Sign Language Modelling

Despite the availability of many alternatives for language modelling, such as count-based n-grams and their variations [1-5], hidden Markov models [6-7], decision trees and decision forests [8], and neural networks [9-10], research in sign language modelling predominantly employs simple n-gram models, such as in [11-13].
The reason for the wide-spread use of n-grams in sign language modelling is the simplicity of the method. There is an obvious disconnect between n-grams and the sign language in that sign language is perceived visually, while the n-grams are commonly applied to text sequence modelling.

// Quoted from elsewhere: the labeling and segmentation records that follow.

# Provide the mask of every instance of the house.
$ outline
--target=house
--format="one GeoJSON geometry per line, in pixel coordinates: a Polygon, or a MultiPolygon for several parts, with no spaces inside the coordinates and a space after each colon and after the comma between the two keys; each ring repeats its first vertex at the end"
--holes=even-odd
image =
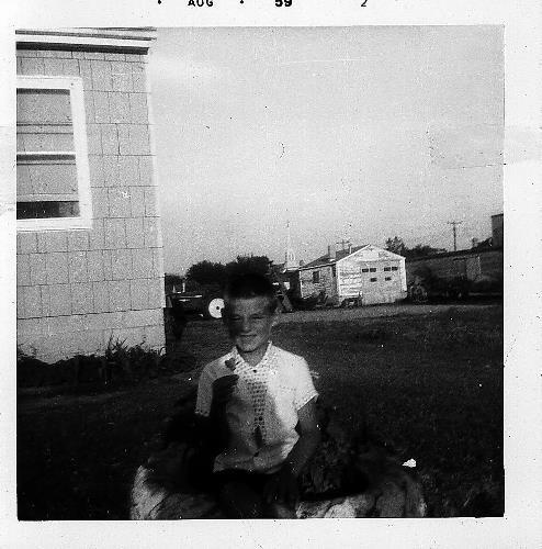
{"type": "Polygon", "coordinates": [[[300,267],[302,299],[320,295],[339,305],[358,299],[363,305],[393,303],[406,296],[405,258],[371,244],[336,250],[300,267]]]}
{"type": "Polygon", "coordinates": [[[431,254],[406,260],[407,283],[433,278],[443,282],[458,280],[484,288],[501,289],[504,278],[503,214],[492,215],[492,236],[482,243],[473,239],[471,249],[431,254]]]}
{"type": "Polygon", "coordinates": [[[155,31],[16,32],[18,346],[165,345],[146,63],[155,31]]]}

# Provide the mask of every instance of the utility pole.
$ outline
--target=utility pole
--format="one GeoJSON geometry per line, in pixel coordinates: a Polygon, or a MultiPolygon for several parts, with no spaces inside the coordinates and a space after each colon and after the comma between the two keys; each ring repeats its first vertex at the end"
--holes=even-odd
{"type": "Polygon", "coordinates": [[[458,251],[458,225],[461,225],[462,221],[449,221],[448,224],[452,225],[453,231],[453,251],[458,251]]]}

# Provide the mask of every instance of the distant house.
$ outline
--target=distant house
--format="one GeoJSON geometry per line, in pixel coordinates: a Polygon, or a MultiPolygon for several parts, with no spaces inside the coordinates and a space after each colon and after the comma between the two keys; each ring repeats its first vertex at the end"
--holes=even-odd
{"type": "Polygon", "coordinates": [[[297,294],[305,299],[325,296],[329,304],[351,299],[361,304],[393,303],[406,296],[405,258],[372,246],[336,251],[300,267],[297,294]]]}
{"type": "Polygon", "coordinates": [[[16,32],[18,346],[159,348],[163,266],[148,29],[16,32]]]}
{"type": "Polygon", "coordinates": [[[466,280],[472,283],[503,284],[503,214],[492,215],[492,236],[482,243],[474,239],[471,249],[431,254],[408,258],[406,261],[407,283],[417,278],[431,277],[443,281],[466,280]]]}

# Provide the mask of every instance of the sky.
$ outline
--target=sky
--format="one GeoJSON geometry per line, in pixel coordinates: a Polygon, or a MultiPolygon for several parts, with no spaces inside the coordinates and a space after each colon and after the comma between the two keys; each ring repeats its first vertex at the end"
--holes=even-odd
{"type": "Polygon", "coordinates": [[[501,26],[159,29],[148,69],[166,272],[503,212],[501,26]]]}

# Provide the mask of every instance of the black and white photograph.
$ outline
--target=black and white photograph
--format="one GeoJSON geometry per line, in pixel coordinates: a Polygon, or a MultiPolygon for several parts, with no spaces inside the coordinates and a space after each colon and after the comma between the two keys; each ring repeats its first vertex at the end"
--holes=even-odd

For this reason, the authors in [6], [13-16] model glosses, such as the ones shown on Figure 2, which are obtained from the transcribed sign languages.
Glosses model the meaning of a sign in a written language, but not the execution. Therefore, the true meaning of what was signed may get lost when working with the higher-level glosses. To overcome this issue and to incorporate valuable information into sign language modelling, additional features are added, such as non-manual features (e.g. facial expressions) [13-15], [17].

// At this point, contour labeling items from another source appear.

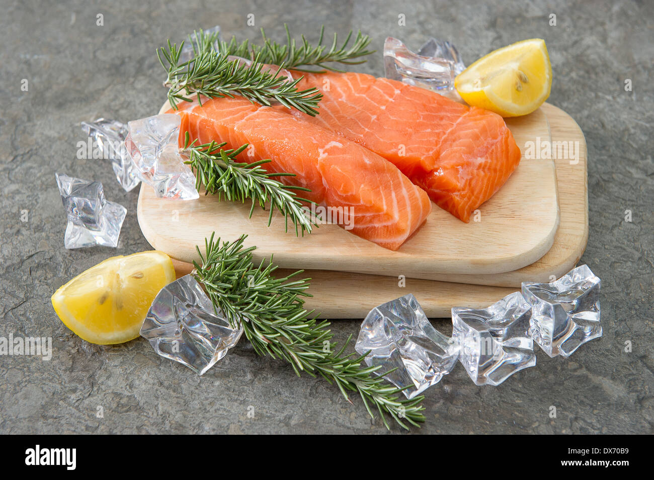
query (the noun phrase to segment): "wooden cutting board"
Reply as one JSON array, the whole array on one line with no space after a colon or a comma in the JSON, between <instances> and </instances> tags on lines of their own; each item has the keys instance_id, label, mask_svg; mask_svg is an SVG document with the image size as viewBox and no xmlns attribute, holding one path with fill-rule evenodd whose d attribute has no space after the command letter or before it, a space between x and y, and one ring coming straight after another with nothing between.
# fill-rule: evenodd
<instances>
[{"instance_id":1,"label":"wooden cutting board","mask_svg":"<svg viewBox=\"0 0 654 480\"><path fill-rule=\"evenodd\" d=\"M162 110L166 107L162 108ZM550 140L542 109L509 119L507 124L521 150L528 142ZM274 254L282 268L334 270L438 280L443 275L492 275L521 268L549 250L559 222L554 163L525 158L506 184L464 223L434 205L424 224L397 251L360 238L335 225L322 225L311 234L284 232L284 219L248 204L219 202L201 195L196 200L157 199L141 186L138 219L155 248L186 262L197 259L196 246L215 231L233 240L247 234L246 245L258 247L256 259ZM475 221L475 220L477 221Z\"/></svg>"},{"instance_id":2,"label":"wooden cutting board","mask_svg":"<svg viewBox=\"0 0 654 480\"><path fill-rule=\"evenodd\" d=\"M312 279L309 292L313 297L307 299L307 308L315 309L321 318L362 318L373 307L410 293L416 296L428 316L449 317L452 307L487 306L519 290L521 281L548 281L550 276L559 278L570 270L581 258L588 240L586 144L579 126L563 110L549 104L542 109L549 119L553 140L578 142L579 148L577 163L570 163L565 159L555 160L560 225L553 246L542 259L520 270L497 275L449 277L453 281L483 281L490 285L494 282L504 286L412 278L406 278L403 283L397 277L310 270L305 272L305 276ZM185 275L192 268L188 263L174 263L178 276ZM279 272L281 275L290 273Z\"/></svg>"}]
</instances>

For our monolingual dataset, we extracted 810 sentences from the BSL corpus with an average length of the sentence being 4.31 words, minimum and maximum lengths of 1 and 13 words respectively.

We explore transfer learning methods, whereby a model developed for one language, such as the pre-processed Penn Treebank (PTB) dataset, is reused as the starting point for a model on a second language, which is less resourced, such as the British Sign Language (BSL). We examine two transfer learning techniques of finetunning and layer substitution for language modelling of the BSL.

The results show improvement in perplexity when using transfer learning with standard stacked LSTM models, trained initially using a large corpus for standard English from the Penn Treebank corpus.